中国蔵書家のはなし 第Ⅱ部第9回

投稿者: | 2023年1月16日

蔵書家と蔵書の源流 ─山東省─(9)

髙橋 智

 山東の蔵書家で忘れてはならない人がいる。臨清(聊城の北、河北省との境)の人、徐坊である。徐坊は、清同治3年(1864)生、民国5年(1916)没、享年53歳、字は士言・矩庵、号は梧生・蒿庵。恰も外国勢力と向き合う多難な時期を生きた。また、古典籍の世界では、蔵書家の活動が公共性を持ち、中国に初めて近代図書館が設立される新しい時代を迎えた時であった。父の職を継いで官にあったが、清末に近代図書館の基礎となった学部の尚書・栄慶の推薦を受けて国子丞となり、宣統1年(1909)に設立された京師図書館の副監督となった。徐氏は幼少より書として読まざる無しという学才を顕していたが、この時を契機に、古籍善本を整理保存する仕事の第一線に身を置くこととなったようである。
 この図書館は、いうまでもなく現在の中国国家図書館の前身で、当初は北京北城、什刹海后海の北に位置する広化寺を居処として善本の収集が始まった。これより先、光緒33年(1907)、南京に江南図書館(南京図書館の前身)が創設され、この二所が中国の図書館事業を牽引することとなった。そして、この事業の指導に当たったのが、版本学の権威・繆荃孫(1844~1919)であった。繆氏は両所の監督となり、京師でその補佐を受け持ったのが徐氏であった。徐氏は図書館事業だけでなく、版本学についても繆氏とともに並び称される蔵書家であった。繆氏は、京師図書館の基礎となった学部図書館の蔵書目録を編纂、館蔵宋・元版の見本(留真譜)等も作製したが、それに徐氏の力が預かって大きかったことは想像に難くない。
 光緒年間、京師で善本収集の蔵書活動で著名であったのは、潘祖蔭(1830~1890)を始めとして翁同龢(1830~1904)、張之洞(1837~1909)、文廷式(1856~1904)、汪鳴鑾(1839~1907)、黄紹箕(1854~1907)、盛昱(1850~1900)といった名だたる蔵書家で、彼らは同時に清廷に仕える高官達であった。
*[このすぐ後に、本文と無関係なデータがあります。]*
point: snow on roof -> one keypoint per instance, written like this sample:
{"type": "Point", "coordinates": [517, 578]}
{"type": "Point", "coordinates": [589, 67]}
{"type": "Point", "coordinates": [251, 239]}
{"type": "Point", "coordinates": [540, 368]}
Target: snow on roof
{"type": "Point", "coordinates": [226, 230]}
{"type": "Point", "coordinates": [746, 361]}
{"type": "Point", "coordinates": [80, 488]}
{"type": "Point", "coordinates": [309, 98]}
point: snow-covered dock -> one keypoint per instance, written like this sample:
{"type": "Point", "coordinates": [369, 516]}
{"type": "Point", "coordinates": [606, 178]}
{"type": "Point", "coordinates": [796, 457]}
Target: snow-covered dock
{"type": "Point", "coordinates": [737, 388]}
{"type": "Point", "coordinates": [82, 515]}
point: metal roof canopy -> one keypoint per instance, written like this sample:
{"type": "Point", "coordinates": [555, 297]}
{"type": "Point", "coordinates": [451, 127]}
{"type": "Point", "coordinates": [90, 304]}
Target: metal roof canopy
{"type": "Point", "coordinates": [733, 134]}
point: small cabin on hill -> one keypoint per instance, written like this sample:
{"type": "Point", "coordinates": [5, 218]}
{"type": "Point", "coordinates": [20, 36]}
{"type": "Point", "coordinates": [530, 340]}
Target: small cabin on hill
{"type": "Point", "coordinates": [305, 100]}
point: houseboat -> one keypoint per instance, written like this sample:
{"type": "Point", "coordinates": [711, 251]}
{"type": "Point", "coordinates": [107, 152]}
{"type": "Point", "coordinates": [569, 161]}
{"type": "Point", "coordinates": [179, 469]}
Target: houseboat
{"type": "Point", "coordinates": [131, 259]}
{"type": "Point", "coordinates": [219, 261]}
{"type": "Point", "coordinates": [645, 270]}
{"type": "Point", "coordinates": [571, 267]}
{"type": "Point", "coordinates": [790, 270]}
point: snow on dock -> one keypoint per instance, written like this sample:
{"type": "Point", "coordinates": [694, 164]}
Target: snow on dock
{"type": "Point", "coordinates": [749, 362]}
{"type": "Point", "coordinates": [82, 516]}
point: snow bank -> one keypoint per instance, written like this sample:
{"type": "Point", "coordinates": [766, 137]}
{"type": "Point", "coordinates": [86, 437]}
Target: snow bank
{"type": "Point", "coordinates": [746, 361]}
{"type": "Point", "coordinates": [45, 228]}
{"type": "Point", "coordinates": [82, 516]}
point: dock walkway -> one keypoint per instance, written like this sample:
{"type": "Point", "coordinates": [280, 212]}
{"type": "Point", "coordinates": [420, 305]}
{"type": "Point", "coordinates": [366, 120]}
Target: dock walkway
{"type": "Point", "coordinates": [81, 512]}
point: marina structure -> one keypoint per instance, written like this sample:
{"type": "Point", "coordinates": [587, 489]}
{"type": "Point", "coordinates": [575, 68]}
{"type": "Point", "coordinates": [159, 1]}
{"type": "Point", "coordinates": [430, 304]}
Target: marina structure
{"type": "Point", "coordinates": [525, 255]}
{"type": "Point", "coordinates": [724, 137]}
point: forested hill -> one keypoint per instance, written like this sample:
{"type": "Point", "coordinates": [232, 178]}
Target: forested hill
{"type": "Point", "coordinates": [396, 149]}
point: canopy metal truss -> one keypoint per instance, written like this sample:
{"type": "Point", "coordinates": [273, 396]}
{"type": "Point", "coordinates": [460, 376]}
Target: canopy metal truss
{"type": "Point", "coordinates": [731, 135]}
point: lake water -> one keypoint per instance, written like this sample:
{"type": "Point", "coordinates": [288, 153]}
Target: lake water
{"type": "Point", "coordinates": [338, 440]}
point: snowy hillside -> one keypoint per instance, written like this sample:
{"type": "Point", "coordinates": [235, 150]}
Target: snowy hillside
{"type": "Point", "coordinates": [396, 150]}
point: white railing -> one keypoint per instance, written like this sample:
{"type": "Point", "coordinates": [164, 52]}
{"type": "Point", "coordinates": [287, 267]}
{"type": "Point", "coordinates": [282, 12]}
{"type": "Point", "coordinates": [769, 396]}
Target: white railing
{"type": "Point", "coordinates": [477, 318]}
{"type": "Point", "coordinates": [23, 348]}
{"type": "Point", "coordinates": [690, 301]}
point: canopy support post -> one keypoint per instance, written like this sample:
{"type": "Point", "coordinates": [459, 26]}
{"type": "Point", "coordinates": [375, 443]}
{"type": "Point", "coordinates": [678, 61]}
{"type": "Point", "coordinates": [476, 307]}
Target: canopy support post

徐坊はこうした中で、繆荃孫の知己を得て収蔵に励み、とりわけ宋元版の架蔵に富んでいった。しかし、秘して人に見せることを好まず、その善本は、当時の親しい蔵書家の間でも、目賭することを得なかったといわれる。
 清朝の後期において蔵書家の活動にどのような変化が起きてきたか、少しく述べてみよう。とはいえ、その起源をたどれば清朝の前期にいたるが、蔵書家・曹溶(1613~1685)が『流通古書約』という一文を伝えたことに始まるといっても過言ではない。ここには、蔵書家どうしが蔵書を出し合ってそれぞれが所蔵していないものを借りて抄写し、欠を補い合うことが提案されている。それは複本が多ければ散佚を避けることができるという、典籍の保存を前提とした考案であった。この理念を、後年、蔵書の公共性に敷衍したのが、繆荃孫であり、張之洞の強い指示のもとに公共図書館の開設へと繋がっていくのである。実際にこの理念を自らの蔵書をもとに実践した蔵書家に、浙江会稽(紹興)の徐樹蘭(1837~1902)がいた。徐氏は古越蔵書楼を建設し、蔵書7万数千巻を一般に公開した。しかし、蔵書家個人の活動には限りがあり、膨大な典籍の保存を永久に継続することはけして保証されるものではなかった。名だたる蔵書も散じて、収集の意図が忘れられていく運命を辿るのが常であった。ここに、国家の経費をもって蔵書家の善本を集め保存・公開する方途として公共図書館の必要性がうたわれるようになったのである。勿論、その理念の一方には、津々浦々までに知識教養の波を広げることも大いにあったのであるが、古籍文化や宮廷文化を基盤とする中国知識人達にとっては、古籍善本に於ける蔵書活動の軌跡を伝え続けることが何より大切な目的であったろう。
 かといって、蔵書家の全てがこうした潮流に賛同していたわけではない。江蘇常熟の大蔵書家・瞿啓甲の鉄琴銅剣楼に対して、張之洞が京師図書館による蔵書の購入をこいねがったものの、それは果たされなかった。蔵書家が精魂を傾けて愛蔵した天下の孤本を、公共性に委ねるには、いましばらくの時を待たねばならなかったのである。
 徐坊は光緒26年庚子(1900)に、京師で義和団の乱、外国勢力八か国連合軍の蹂躙に遭遇した。その際に宮廷の典籍が多く失われるのを目の当たりにし、また自らの宋刻本も憂き目に遭っている。一時京師を離れ、その翌年に返京、国子丞となって、繆荃孫のもとで公共図書館の京師図書館を設立監督していくこととなったが、その道程、蔵書家としての徐坊の感慨はどのようなものであったろう。
 民国になって皇帝師陸潤庠(1841~1915)を引き継いで宮中内毓清宮行走となったが、翌年に死去した。その蔵書は子孫に受け継がれることなく散った。売却されたものは、時の大蔵書家・傅増湘(1872~1950)に帰したものが少なくない。傅氏の経眼録には徐坊の旧蔵書についての言及がしばしば見える。
 その最も著名なものが、図に示す天下の孤本、『周易正義』である。驚くほどの高額であったようだ。『周易』をはじめ『五経』には唐の孔穎達(574~648)の注釈『五経正義』(疏)があるが、現存する最も古いテキストである。現蔵は中国国家図書館。